Bruxelles, 18th October 2013 — It was a show of force in keeping with the ambitions of American law firms that increasingly see the European Union’s vast apparatus as a vital lobbying opportunity for themselves and their multinational corporate clients.
Gathered at the Brussels office of Covington & Burling, a prominent Washington-based firm, were some of its lawyers and lobbyists, along with executives from some of the world’s largest oil companies, including Chevron and Statoil. Their aim was to help shape the European Union’s policies on the gas and oil drilling technology known as hydraulic fracturing, or fracking.
They were meeting with Kurt Vandenberghe, then a top environmental official for Europe and a prime player in the debate over fracking, which is even more contentious in Europe than in the United States.

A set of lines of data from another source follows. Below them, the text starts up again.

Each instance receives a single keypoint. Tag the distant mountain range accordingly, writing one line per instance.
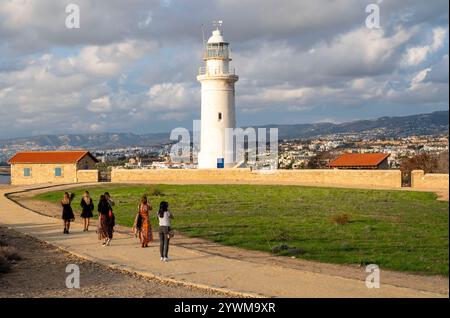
(390, 127)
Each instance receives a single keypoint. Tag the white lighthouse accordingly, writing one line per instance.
(217, 107)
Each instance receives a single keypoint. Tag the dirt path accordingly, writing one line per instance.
(428, 283)
(41, 273)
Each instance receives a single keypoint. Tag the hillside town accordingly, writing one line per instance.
(292, 153)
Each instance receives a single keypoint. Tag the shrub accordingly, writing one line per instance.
(287, 250)
(341, 219)
(4, 265)
(10, 253)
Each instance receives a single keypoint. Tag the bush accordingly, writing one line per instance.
(4, 265)
(341, 219)
(287, 251)
(10, 253)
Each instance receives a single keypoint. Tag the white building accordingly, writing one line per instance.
(217, 79)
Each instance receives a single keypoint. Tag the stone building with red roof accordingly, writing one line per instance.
(41, 167)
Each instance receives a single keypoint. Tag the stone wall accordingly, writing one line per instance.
(87, 176)
(422, 180)
(350, 178)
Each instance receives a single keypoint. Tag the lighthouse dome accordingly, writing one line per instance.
(216, 37)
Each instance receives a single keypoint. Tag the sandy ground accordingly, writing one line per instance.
(429, 283)
(41, 273)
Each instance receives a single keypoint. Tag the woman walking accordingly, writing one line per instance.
(165, 232)
(105, 221)
(145, 233)
(67, 214)
(87, 206)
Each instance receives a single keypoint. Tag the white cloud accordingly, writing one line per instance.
(100, 105)
(417, 55)
(171, 96)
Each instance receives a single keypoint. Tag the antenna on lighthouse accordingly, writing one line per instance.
(217, 23)
(203, 35)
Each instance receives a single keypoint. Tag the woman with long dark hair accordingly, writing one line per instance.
(104, 227)
(87, 206)
(67, 214)
(164, 216)
(145, 233)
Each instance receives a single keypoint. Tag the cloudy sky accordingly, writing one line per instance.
(132, 65)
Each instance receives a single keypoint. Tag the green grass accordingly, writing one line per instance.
(398, 230)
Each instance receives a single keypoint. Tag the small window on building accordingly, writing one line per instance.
(58, 172)
(27, 172)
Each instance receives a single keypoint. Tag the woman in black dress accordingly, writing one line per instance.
(67, 214)
(105, 228)
(87, 206)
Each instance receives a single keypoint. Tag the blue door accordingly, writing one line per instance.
(220, 163)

The host that day in June was Jean De Ruyt, a former Belgian diplomat whose career stretched from central Africa to the inner sanctum of the European Union and who is now an adviser at Covington. He and others on the recently expanded lobbying team there have delivered at least four senior European Union policy makers to the firm’s doorstep in recent months, including a top energy official, who arrived in September with a copy of a draft fracking plan that has yet to be made public.
“It’s key to us to be ahead of when the political debate starts,” Mr. De Ruyt said in an interview later. “Because by then, we can’t have an impact.”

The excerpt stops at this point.